Some DoTs lock in the stats present when they were applied and use those for every tick, ignoring later stat changes. For an aura with is_snapshot set, apply_aura calls capture_snapshot and stores the current AP, SP, crit, versatility, mastery, and damage multiplier into the aura slot. Ticks then route through deal_damage_with_snapshot, which feeds those captured values to DamageCalc instead of the live ones. See combat formulas.

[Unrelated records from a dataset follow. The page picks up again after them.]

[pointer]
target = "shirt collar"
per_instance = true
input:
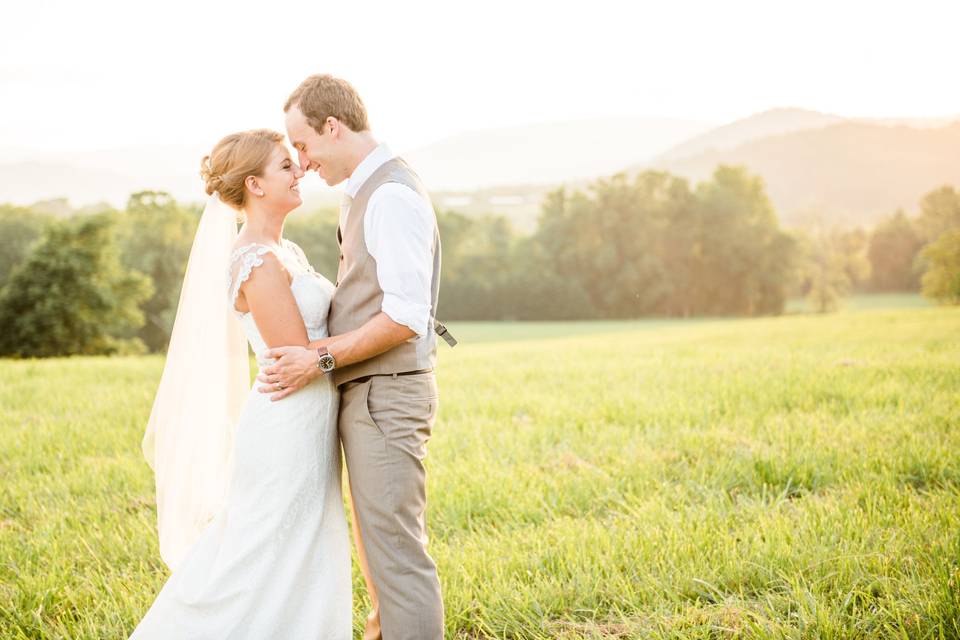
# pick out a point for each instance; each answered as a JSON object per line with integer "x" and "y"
{"x": 374, "y": 160}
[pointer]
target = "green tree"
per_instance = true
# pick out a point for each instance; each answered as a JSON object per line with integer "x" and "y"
{"x": 941, "y": 281}
{"x": 835, "y": 260}
{"x": 316, "y": 233}
{"x": 744, "y": 260}
{"x": 155, "y": 235}
{"x": 939, "y": 212}
{"x": 893, "y": 248}
{"x": 20, "y": 228}
{"x": 72, "y": 295}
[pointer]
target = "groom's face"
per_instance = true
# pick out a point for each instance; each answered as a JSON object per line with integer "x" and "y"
{"x": 315, "y": 152}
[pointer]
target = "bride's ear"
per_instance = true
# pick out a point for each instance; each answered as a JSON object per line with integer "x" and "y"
{"x": 250, "y": 182}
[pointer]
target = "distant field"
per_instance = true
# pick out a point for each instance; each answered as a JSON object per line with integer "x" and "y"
{"x": 792, "y": 477}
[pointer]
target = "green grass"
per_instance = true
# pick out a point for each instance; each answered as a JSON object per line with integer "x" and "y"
{"x": 794, "y": 477}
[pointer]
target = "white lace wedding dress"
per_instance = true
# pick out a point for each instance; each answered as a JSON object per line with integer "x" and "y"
{"x": 275, "y": 562}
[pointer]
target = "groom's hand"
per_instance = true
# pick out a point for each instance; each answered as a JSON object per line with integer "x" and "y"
{"x": 294, "y": 368}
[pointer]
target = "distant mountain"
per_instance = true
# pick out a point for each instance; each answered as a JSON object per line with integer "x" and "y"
{"x": 766, "y": 123}
{"x": 853, "y": 171}
{"x": 546, "y": 153}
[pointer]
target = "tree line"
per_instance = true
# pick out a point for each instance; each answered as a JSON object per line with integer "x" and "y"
{"x": 627, "y": 246}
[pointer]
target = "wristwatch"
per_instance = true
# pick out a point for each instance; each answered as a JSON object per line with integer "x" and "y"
{"x": 325, "y": 361}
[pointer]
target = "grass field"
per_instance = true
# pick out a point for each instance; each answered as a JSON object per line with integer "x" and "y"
{"x": 794, "y": 477}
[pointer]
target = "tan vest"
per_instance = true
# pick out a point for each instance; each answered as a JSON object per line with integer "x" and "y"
{"x": 358, "y": 297}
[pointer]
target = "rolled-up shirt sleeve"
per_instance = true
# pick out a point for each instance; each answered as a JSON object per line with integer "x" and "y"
{"x": 398, "y": 229}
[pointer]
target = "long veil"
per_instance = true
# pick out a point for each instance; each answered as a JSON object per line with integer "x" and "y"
{"x": 189, "y": 437}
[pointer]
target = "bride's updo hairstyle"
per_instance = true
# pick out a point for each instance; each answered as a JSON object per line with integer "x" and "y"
{"x": 234, "y": 158}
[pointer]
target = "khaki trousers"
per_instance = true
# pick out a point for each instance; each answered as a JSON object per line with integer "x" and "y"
{"x": 385, "y": 423}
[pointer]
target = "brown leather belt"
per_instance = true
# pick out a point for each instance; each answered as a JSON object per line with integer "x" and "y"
{"x": 362, "y": 379}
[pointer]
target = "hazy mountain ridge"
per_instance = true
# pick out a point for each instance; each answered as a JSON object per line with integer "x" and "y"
{"x": 852, "y": 172}
{"x": 546, "y": 153}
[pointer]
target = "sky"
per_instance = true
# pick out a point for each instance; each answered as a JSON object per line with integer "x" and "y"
{"x": 99, "y": 75}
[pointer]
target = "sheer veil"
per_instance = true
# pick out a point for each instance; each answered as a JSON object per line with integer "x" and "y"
{"x": 189, "y": 437}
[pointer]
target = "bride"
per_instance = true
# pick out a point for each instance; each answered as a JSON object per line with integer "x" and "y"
{"x": 249, "y": 505}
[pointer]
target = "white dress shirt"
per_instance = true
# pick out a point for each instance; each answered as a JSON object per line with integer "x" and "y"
{"x": 398, "y": 231}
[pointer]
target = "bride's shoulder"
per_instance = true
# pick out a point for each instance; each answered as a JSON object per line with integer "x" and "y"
{"x": 248, "y": 251}
{"x": 298, "y": 252}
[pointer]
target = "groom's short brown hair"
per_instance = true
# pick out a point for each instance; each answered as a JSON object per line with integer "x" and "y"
{"x": 321, "y": 96}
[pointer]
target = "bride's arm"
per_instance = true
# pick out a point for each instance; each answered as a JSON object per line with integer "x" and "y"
{"x": 268, "y": 296}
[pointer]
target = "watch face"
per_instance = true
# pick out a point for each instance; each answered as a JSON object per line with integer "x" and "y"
{"x": 326, "y": 362}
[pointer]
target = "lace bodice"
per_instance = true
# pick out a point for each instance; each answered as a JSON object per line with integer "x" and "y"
{"x": 311, "y": 290}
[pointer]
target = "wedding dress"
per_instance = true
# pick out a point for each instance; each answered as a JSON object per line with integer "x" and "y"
{"x": 275, "y": 560}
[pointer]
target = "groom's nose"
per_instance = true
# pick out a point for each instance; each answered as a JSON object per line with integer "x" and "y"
{"x": 304, "y": 161}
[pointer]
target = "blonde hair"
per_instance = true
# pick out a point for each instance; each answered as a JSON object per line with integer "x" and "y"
{"x": 321, "y": 96}
{"x": 235, "y": 157}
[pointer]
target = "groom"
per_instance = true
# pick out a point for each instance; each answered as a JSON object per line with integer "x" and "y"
{"x": 381, "y": 352}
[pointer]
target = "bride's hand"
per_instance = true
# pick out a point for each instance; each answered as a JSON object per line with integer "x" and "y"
{"x": 294, "y": 368}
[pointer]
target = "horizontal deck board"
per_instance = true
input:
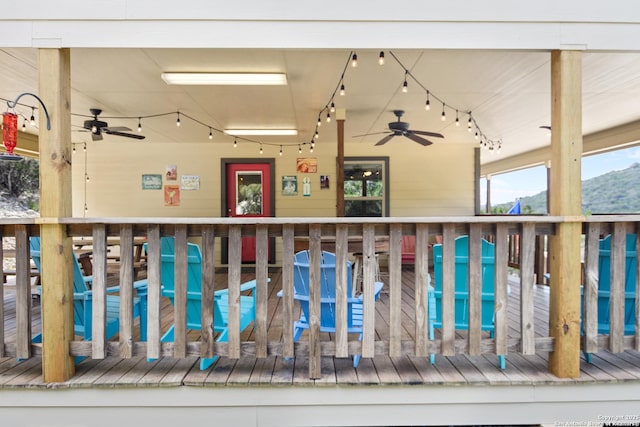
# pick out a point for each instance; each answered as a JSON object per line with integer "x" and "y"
{"x": 276, "y": 370}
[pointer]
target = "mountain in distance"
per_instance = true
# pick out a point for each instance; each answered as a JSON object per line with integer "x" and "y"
{"x": 614, "y": 192}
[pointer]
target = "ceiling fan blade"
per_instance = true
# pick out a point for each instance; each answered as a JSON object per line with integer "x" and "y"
{"x": 116, "y": 129}
{"x": 128, "y": 135}
{"x": 418, "y": 139}
{"x": 367, "y": 134}
{"x": 426, "y": 133}
{"x": 385, "y": 139}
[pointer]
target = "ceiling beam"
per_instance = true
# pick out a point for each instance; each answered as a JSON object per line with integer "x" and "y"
{"x": 615, "y": 138}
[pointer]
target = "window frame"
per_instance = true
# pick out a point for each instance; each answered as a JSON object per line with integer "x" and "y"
{"x": 384, "y": 162}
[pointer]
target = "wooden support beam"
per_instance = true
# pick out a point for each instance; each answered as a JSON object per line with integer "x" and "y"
{"x": 340, "y": 212}
{"x": 54, "y": 81}
{"x": 565, "y": 199}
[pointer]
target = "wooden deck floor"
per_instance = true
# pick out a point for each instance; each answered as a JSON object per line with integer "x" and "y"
{"x": 381, "y": 370}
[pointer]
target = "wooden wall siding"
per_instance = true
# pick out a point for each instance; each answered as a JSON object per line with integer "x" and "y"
{"x": 378, "y": 339}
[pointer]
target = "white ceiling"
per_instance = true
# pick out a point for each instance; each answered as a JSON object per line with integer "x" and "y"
{"x": 508, "y": 93}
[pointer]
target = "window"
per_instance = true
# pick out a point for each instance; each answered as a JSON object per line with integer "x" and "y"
{"x": 366, "y": 186}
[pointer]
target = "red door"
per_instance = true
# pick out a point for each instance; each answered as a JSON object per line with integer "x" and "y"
{"x": 249, "y": 195}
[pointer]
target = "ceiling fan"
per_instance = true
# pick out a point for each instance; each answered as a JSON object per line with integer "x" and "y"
{"x": 400, "y": 128}
{"x": 98, "y": 127}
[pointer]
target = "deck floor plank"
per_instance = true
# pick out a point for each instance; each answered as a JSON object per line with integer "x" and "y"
{"x": 275, "y": 370}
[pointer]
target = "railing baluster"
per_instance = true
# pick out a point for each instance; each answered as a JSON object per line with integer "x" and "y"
{"x": 448, "y": 289}
{"x": 235, "y": 259}
{"x": 99, "y": 288}
{"x": 23, "y": 294}
{"x": 180, "y": 297}
{"x": 153, "y": 291}
{"x": 342, "y": 251}
{"x": 616, "y": 302}
{"x": 501, "y": 289}
{"x": 527, "y": 260}
{"x": 315, "y": 251}
{"x": 395, "y": 290}
{"x": 475, "y": 289}
{"x": 262, "y": 255}
{"x": 208, "y": 290}
{"x": 287, "y": 289}
{"x": 421, "y": 291}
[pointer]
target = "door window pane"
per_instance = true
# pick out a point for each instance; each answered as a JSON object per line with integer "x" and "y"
{"x": 249, "y": 193}
{"x": 364, "y": 187}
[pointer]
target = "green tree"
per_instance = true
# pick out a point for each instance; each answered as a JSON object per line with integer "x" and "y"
{"x": 20, "y": 178}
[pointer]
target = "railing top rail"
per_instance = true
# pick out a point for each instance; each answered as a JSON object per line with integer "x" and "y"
{"x": 485, "y": 219}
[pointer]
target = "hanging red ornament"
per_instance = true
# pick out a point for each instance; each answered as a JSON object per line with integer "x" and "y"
{"x": 9, "y": 131}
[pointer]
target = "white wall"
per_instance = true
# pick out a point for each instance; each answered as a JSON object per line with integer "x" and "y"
{"x": 424, "y": 181}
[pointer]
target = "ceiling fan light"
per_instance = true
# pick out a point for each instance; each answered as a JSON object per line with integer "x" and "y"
{"x": 229, "y": 79}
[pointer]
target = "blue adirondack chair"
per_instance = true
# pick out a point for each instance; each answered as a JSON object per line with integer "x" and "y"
{"x": 604, "y": 286}
{"x": 194, "y": 295}
{"x": 327, "y": 296}
{"x": 462, "y": 289}
{"x": 83, "y": 301}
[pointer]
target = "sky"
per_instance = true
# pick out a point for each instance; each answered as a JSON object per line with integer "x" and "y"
{"x": 527, "y": 182}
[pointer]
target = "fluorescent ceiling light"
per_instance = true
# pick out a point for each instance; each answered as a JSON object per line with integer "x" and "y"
{"x": 225, "y": 78}
{"x": 264, "y": 132}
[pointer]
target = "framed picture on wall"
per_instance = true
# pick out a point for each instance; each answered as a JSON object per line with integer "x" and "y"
{"x": 289, "y": 185}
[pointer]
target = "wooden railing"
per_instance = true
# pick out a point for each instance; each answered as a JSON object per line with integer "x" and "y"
{"x": 286, "y": 230}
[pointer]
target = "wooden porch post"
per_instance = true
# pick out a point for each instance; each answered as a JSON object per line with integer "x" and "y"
{"x": 340, "y": 116}
{"x": 55, "y": 202}
{"x": 566, "y": 200}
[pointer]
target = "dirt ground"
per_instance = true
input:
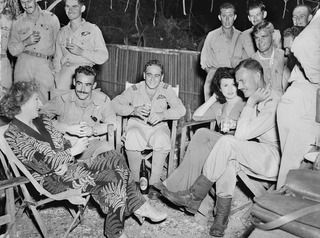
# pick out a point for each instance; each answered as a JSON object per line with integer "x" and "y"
{"x": 178, "y": 224}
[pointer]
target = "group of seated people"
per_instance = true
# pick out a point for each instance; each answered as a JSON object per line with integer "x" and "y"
{"x": 264, "y": 127}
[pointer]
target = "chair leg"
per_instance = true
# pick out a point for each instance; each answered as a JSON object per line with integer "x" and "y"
{"x": 39, "y": 220}
{"x": 10, "y": 209}
{"x": 77, "y": 216}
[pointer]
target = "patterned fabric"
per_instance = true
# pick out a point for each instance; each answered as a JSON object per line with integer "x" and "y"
{"x": 107, "y": 177}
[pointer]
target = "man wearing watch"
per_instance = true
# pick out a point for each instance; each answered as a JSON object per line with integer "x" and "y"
{"x": 83, "y": 111}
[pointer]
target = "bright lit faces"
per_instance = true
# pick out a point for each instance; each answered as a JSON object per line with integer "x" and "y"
{"x": 74, "y": 9}
{"x": 2, "y": 5}
{"x": 153, "y": 76}
{"x": 263, "y": 39}
{"x": 287, "y": 43}
{"x": 301, "y": 16}
{"x": 227, "y": 17}
{"x": 248, "y": 81}
{"x": 256, "y": 15}
{"x": 84, "y": 84}
{"x": 29, "y": 5}
{"x": 228, "y": 88}
{"x": 32, "y": 106}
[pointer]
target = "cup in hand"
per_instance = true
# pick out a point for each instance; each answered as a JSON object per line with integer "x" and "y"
{"x": 68, "y": 41}
{"x": 225, "y": 125}
{"x": 147, "y": 108}
{"x": 37, "y": 36}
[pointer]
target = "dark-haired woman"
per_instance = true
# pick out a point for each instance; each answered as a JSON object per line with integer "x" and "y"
{"x": 50, "y": 158}
{"x": 224, "y": 106}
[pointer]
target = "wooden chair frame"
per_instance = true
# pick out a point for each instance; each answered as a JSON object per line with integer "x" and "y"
{"x": 121, "y": 129}
{"x": 257, "y": 185}
{"x": 17, "y": 168}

Refreshing a snapshot DoT does not blindly overwrite: the engine keeps the higher of the old and new damage multiplier, modelling the "rolling periodic" rule where you don't want to downgrade a strong snapshot by refreshing during a weaker window.

Spell-group exclusivity

A handful of auras are mutually exclusive: applying one must remove the others in its group. Before doing anything else, apply_aura runs expire_conflicting_auras and sync_exclusive_group_enabled. The group rule type, SpellGroupRule, currently has exactly one variant, the only grouping behaviour the engine needs so far:

rust
#[derive(Copy, Clone, Debug)]
#[non_exhaustive]
pub enum SpellGroupRule {
    Exclusive,
}

It is left as an enum so other rules can be added without reworking call sites.

Expiry

Applying a (non-permanent) aura schedules an AuraExpire event at expires_at. Because a later refresh can push expires_at out, the handler re-checks the deadline when the expire event fires: if the aura was refreshed past the original expiry, the stale event is ignored and the real one is already queued. When it does expire, expire_aura_by_id calls AuraSlot::remove() and emits an Expire event. This refresh-aware expiry check is the reason the engine can keep stale expire events in the queue cheaply rather than hunting them down and cancelling them.